82-year-old author's graceful debut imbued with a timeless quality
Fiction: Silence Under a Stone, Norma MacMaster, Doubleday, paperback, 304 pages, €15.50
Publishing your first novel at 82 is a prime example of playing the creative long-game. For some scribes, Norma MacMaster's debut will no doubt bring comfort in the face of rejection letters or keyboards gathering dust.
On the other hand, MacMaster's fiction debut (she released a memoir in 2008) is not encouraging reading for would-be authors in that it puts on show a lifetime of craft and consideration congealing with a wisdom that cannot be simulated.
She reportedly wrote "a bit now and a bit then", and described holding Silence Under a Stone in her hand as "absolutely shocking" and "like a dream". There is something very hard-nosed and stealthy about all this. Not for her the concerns of building a brand by churning out a novel every 15 months. This is somebody achieving their moment of greatness completely on their own terms and executing it in immaculate style. Most débutantes can only dream of such canniness.
Our narrator is Harriet Campbell who is spending the winter of her days in Sunnyside nursing home. It's 1982, and Harriet is looking back on her days in the early decades of the 20th-century border counties.
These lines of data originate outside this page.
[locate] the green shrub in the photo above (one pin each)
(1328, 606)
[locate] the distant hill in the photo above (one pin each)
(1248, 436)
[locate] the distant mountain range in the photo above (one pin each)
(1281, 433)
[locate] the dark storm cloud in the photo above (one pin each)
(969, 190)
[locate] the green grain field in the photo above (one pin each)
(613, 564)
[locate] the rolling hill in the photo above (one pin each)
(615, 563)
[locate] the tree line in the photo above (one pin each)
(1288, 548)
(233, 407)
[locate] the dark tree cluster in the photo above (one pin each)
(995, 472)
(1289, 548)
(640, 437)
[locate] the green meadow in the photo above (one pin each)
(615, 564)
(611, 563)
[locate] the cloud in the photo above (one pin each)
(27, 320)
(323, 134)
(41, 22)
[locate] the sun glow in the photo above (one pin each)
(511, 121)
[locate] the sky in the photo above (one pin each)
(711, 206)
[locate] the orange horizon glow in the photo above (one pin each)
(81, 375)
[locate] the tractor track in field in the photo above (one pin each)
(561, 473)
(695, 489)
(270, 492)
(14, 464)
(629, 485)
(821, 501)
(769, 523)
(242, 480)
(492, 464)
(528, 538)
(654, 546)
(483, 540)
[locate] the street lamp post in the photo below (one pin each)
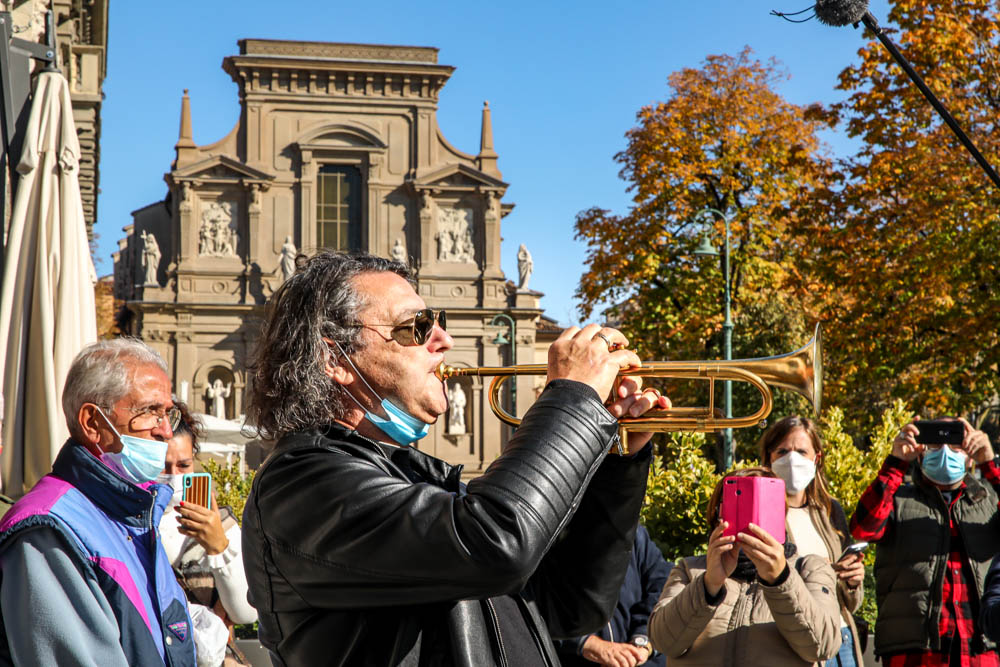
(706, 249)
(501, 340)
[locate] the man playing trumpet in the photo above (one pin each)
(360, 549)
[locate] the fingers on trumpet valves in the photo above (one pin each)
(613, 339)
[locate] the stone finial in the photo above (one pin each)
(487, 158)
(185, 147)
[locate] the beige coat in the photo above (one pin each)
(850, 598)
(794, 623)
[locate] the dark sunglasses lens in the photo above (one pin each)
(423, 324)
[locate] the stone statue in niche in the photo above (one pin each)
(524, 268)
(456, 410)
(399, 252)
(217, 393)
(288, 253)
(426, 206)
(217, 237)
(150, 258)
(454, 235)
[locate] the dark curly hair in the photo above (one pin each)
(189, 425)
(288, 389)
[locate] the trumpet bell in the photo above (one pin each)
(800, 371)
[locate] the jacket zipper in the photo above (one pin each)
(737, 617)
(496, 627)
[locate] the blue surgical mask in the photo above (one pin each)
(140, 460)
(944, 465)
(401, 426)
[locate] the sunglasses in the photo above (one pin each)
(414, 331)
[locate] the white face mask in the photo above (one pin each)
(795, 470)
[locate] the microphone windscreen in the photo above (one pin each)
(840, 12)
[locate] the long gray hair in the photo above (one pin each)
(288, 389)
(100, 374)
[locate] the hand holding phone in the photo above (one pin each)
(197, 488)
(856, 548)
(851, 572)
(757, 500)
(940, 431)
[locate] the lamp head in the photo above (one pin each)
(706, 249)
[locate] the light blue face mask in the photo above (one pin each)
(140, 460)
(944, 465)
(401, 426)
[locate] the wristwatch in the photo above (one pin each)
(641, 641)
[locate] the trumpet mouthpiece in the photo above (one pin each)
(444, 371)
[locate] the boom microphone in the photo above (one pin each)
(852, 12)
(840, 12)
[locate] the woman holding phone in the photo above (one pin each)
(816, 522)
(748, 601)
(202, 544)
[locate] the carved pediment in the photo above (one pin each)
(220, 168)
(457, 177)
(340, 135)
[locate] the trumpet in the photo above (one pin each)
(800, 371)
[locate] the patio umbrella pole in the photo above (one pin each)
(15, 88)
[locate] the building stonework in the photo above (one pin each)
(337, 145)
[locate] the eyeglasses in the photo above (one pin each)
(414, 331)
(146, 419)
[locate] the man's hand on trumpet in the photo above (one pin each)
(594, 355)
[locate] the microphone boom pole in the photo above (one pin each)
(873, 25)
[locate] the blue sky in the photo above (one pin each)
(564, 80)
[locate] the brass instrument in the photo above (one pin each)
(800, 371)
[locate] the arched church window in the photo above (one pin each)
(338, 207)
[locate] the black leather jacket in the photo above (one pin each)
(363, 554)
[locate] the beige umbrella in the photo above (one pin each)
(47, 311)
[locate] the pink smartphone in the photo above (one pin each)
(758, 500)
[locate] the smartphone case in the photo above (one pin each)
(933, 432)
(758, 500)
(197, 488)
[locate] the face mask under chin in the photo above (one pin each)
(399, 425)
(140, 460)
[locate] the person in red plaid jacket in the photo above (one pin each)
(936, 535)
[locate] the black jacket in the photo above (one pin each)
(363, 554)
(647, 573)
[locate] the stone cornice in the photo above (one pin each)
(339, 50)
(302, 76)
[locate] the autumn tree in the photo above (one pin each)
(902, 259)
(724, 139)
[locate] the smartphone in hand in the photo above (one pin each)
(757, 500)
(939, 432)
(856, 548)
(197, 488)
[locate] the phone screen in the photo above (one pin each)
(939, 432)
(856, 548)
(198, 489)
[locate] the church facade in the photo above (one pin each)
(336, 146)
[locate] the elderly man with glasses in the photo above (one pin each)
(936, 534)
(85, 580)
(362, 550)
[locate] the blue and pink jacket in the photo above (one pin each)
(111, 525)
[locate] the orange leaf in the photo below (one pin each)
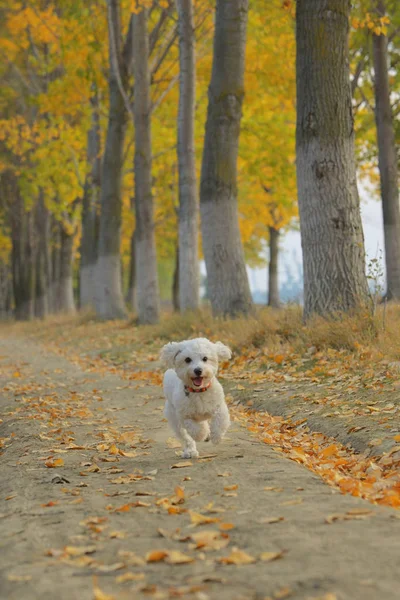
(156, 555)
(237, 557)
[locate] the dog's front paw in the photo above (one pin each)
(187, 453)
(215, 439)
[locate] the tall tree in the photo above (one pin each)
(145, 247)
(330, 221)
(188, 206)
(228, 284)
(273, 279)
(109, 298)
(387, 159)
(90, 211)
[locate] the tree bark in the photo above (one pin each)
(176, 282)
(90, 213)
(146, 261)
(188, 205)
(330, 221)
(222, 247)
(273, 280)
(109, 299)
(66, 302)
(387, 157)
(42, 237)
(23, 260)
(131, 293)
(55, 261)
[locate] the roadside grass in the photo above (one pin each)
(275, 331)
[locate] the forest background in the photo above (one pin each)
(55, 106)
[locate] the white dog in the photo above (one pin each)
(195, 403)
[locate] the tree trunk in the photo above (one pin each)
(387, 161)
(23, 263)
(131, 294)
(273, 281)
(188, 206)
(55, 261)
(42, 283)
(90, 210)
(176, 282)
(146, 261)
(109, 298)
(330, 221)
(66, 301)
(222, 247)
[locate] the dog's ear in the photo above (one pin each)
(169, 353)
(223, 352)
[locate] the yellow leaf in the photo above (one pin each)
(199, 519)
(237, 557)
(79, 550)
(98, 594)
(269, 556)
(129, 577)
(175, 557)
(181, 465)
(156, 555)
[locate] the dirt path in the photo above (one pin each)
(86, 483)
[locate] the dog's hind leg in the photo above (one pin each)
(189, 445)
(219, 424)
(199, 431)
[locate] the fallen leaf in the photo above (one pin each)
(18, 578)
(156, 555)
(93, 469)
(226, 526)
(292, 502)
(175, 557)
(131, 558)
(119, 535)
(269, 556)
(129, 577)
(282, 593)
(10, 497)
(79, 550)
(110, 568)
(351, 514)
(53, 463)
(173, 443)
(199, 519)
(375, 442)
(98, 594)
(237, 557)
(270, 520)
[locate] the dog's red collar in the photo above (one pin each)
(188, 390)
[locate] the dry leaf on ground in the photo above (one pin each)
(182, 465)
(269, 556)
(237, 557)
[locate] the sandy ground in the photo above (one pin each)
(87, 482)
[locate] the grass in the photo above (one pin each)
(278, 331)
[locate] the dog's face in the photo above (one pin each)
(195, 361)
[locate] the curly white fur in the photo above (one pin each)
(195, 416)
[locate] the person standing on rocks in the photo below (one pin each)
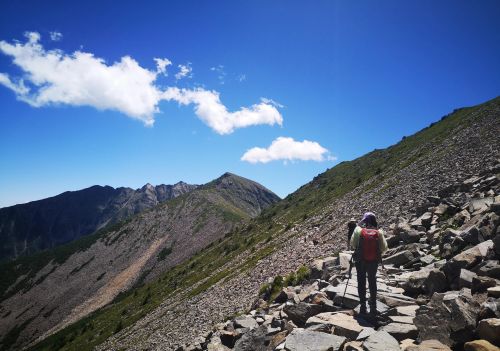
(368, 243)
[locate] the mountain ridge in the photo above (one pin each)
(42, 224)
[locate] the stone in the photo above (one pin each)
(343, 324)
(449, 317)
(304, 340)
(481, 284)
(472, 236)
(409, 311)
(435, 282)
(228, 338)
(401, 331)
(489, 329)
(466, 259)
(411, 236)
(344, 259)
(406, 344)
(429, 345)
(245, 322)
(254, 340)
(353, 346)
(399, 258)
(494, 292)
(301, 312)
(365, 333)
(402, 319)
(381, 341)
(480, 345)
(490, 268)
(465, 278)
(215, 344)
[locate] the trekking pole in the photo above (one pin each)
(347, 283)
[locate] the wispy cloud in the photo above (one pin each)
(221, 74)
(210, 110)
(55, 36)
(287, 149)
(185, 71)
(52, 77)
(241, 78)
(161, 65)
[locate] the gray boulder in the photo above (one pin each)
(304, 340)
(449, 317)
(401, 331)
(302, 311)
(381, 341)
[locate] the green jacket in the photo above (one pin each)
(355, 239)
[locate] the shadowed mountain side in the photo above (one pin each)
(89, 273)
(43, 224)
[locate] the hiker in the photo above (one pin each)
(351, 225)
(368, 243)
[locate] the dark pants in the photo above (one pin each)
(363, 269)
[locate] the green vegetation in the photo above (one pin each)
(164, 253)
(257, 240)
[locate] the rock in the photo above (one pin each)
(481, 284)
(429, 345)
(228, 338)
(301, 312)
(411, 236)
(254, 340)
(472, 236)
(353, 346)
(381, 341)
(494, 291)
(406, 344)
(402, 319)
(465, 279)
(401, 331)
(480, 345)
(343, 324)
(365, 333)
(490, 268)
(245, 322)
(436, 282)
(303, 340)
(407, 310)
(399, 258)
(489, 329)
(466, 259)
(344, 259)
(215, 344)
(448, 317)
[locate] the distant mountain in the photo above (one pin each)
(89, 273)
(43, 224)
(183, 304)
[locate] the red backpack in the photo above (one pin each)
(369, 244)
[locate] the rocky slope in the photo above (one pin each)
(38, 225)
(223, 279)
(89, 273)
(438, 289)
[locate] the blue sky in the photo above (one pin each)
(347, 76)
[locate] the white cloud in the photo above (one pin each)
(161, 65)
(52, 77)
(287, 149)
(221, 74)
(210, 110)
(185, 71)
(55, 36)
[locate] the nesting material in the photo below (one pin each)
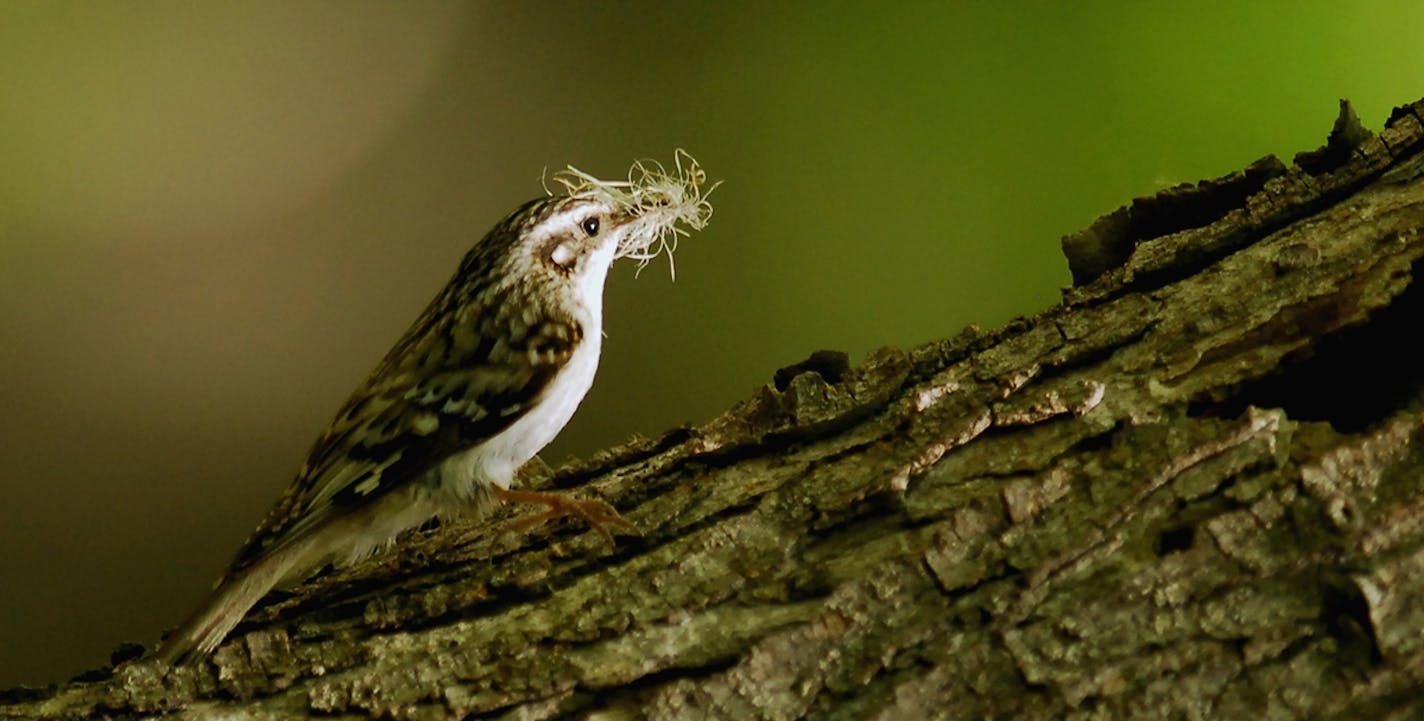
(665, 204)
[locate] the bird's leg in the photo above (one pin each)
(598, 515)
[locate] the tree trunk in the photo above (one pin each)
(1191, 490)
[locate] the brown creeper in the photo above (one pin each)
(487, 375)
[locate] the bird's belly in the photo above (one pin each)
(494, 462)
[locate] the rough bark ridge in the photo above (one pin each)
(1191, 490)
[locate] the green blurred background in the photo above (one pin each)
(215, 218)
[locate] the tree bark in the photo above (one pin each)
(1189, 490)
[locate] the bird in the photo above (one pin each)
(483, 379)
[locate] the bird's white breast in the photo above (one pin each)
(496, 460)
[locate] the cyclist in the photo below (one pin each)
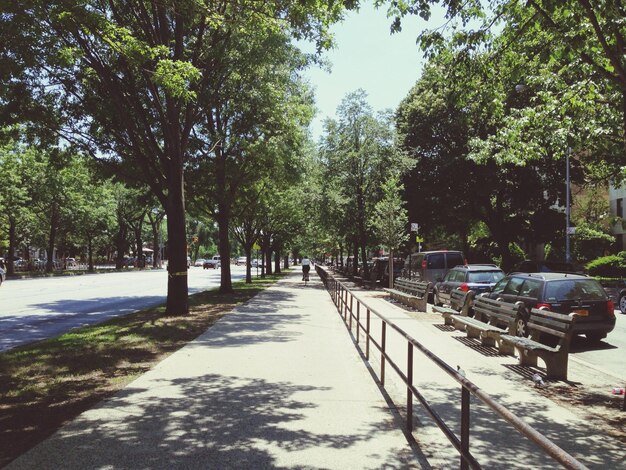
(306, 267)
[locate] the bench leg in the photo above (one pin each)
(506, 348)
(472, 332)
(458, 325)
(487, 339)
(527, 357)
(556, 366)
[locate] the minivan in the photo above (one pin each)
(432, 266)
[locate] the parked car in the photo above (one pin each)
(616, 290)
(478, 278)
(212, 263)
(561, 293)
(432, 266)
(528, 266)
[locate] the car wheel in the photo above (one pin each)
(521, 325)
(436, 300)
(595, 337)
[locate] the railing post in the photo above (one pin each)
(351, 302)
(382, 353)
(367, 336)
(465, 416)
(409, 392)
(358, 321)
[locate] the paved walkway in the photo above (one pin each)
(278, 383)
(275, 384)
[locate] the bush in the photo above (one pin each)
(608, 266)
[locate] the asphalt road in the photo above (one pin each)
(39, 308)
(609, 355)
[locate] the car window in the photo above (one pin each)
(574, 289)
(454, 259)
(512, 288)
(499, 287)
(488, 277)
(531, 288)
(436, 261)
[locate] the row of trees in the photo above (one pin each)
(198, 101)
(506, 94)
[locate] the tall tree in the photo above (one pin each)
(133, 79)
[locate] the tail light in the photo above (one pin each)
(610, 306)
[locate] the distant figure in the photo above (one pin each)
(306, 267)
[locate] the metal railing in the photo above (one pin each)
(352, 309)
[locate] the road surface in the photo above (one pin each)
(39, 308)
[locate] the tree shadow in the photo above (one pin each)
(210, 421)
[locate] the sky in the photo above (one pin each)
(368, 56)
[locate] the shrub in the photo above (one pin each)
(608, 266)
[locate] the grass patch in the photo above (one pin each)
(47, 384)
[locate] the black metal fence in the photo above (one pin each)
(355, 311)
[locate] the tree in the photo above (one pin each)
(361, 149)
(390, 219)
(132, 79)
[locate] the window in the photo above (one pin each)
(512, 288)
(454, 259)
(531, 288)
(436, 261)
(499, 287)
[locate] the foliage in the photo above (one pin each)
(389, 219)
(591, 241)
(608, 266)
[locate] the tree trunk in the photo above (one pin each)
(12, 242)
(223, 220)
(355, 259)
(51, 241)
(90, 268)
(177, 293)
(390, 268)
(248, 251)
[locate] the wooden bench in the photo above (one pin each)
(460, 304)
(411, 293)
(492, 319)
(546, 328)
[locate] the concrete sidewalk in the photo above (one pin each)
(275, 384)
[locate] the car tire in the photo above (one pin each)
(621, 304)
(595, 337)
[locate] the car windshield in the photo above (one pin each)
(574, 289)
(487, 277)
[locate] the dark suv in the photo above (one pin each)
(560, 293)
(476, 277)
(431, 266)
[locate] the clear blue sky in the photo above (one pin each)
(368, 56)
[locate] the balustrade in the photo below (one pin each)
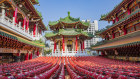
(10, 24)
(69, 53)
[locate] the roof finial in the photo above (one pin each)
(68, 13)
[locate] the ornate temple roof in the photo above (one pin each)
(68, 32)
(68, 20)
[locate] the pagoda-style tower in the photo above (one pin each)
(68, 36)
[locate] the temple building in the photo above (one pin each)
(21, 30)
(92, 29)
(121, 40)
(68, 36)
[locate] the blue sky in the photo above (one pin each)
(52, 10)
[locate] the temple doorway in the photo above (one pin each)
(69, 45)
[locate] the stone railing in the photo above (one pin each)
(69, 53)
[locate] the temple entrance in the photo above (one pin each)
(69, 45)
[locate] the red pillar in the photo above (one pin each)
(113, 21)
(128, 11)
(26, 57)
(76, 43)
(113, 35)
(63, 44)
(117, 19)
(15, 15)
(54, 45)
(30, 56)
(124, 30)
(34, 30)
(27, 25)
(37, 53)
(83, 46)
(24, 22)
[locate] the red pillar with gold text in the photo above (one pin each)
(15, 15)
(54, 45)
(63, 44)
(76, 43)
(34, 30)
(83, 46)
(24, 23)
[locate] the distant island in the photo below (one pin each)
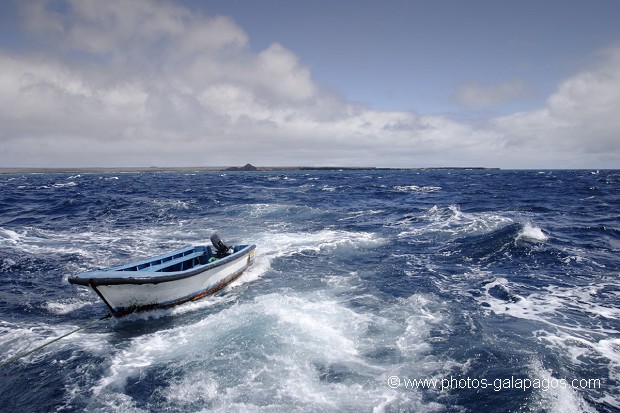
(246, 168)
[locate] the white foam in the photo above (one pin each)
(274, 351)
(532, 233)
(415, 188)
(561, 399)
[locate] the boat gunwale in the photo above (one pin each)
(106, 276)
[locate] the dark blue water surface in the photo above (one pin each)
(500, 287)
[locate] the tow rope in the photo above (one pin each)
(29, 352)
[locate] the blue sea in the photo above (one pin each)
(372, 291)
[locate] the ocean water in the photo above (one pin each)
(372, 291)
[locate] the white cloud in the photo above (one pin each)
(152, 83)
(474, 95)
(579, 125)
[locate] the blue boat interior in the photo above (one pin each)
(181, 260)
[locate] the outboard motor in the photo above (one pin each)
(221, 249)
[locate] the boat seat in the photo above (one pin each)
(158, 267)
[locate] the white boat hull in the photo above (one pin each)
(125, 294)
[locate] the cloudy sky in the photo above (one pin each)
(399, 83)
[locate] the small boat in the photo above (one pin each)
(167, 280)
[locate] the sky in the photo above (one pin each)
(398, 83)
She puts pen to paper because "this writing, so often a struggle, helps to excise some of the poison that has narrowed my veins".
The poison is laid out bare in the chapters between these diary extracts where we are back in a time that Ireland is lucky to have more-or-less seen the back of. In an austere Presbyterian community just inside "the Free State", Harriet is at the mercy of not only the social conventions of life in fictional Ballymount but the inflexibility of religious ones, too.
She is married off at 16 to Thomas, a stone of a man twice her age who is becoming involved in the Orange Order. Thomas's love initially comes with a level of sweetness borne of the scriptural template of the husband ruling the house with vigilance and sobriety. As the years pass and war breaks out in Europe, the couple welcome James to their smallholding. Thomas becomes a dictator, "black as a shadow" and prone to "dark moods".
While Harriet is worried about James being groomed for Orange Order indoctrination, her own dogma comes to the surface as James comes of age and ends up falling for a girl belonging to the faith of the Romans ("who languish in darkness"). The germinating seeds of the bitterness that would become so commonplace in the region are being sown in the background as a mother in love with God and a son in love with the wrong girl clash tragically.
While in some respects Silence Under a Stone is a very traditional novel, one that frames the "burning fervour" of a mother's love with the scourge of fundamentalism and division, it is remarkable in ways, too. Even if MacMaster never publishes again, this has a timeless quality to it because she does all the simple things - character voicing, context, pace, momentum, structure - with precision and assuredness. Beyond this technical nous, the years have imbued her with a graceful and silken style that ambushes you.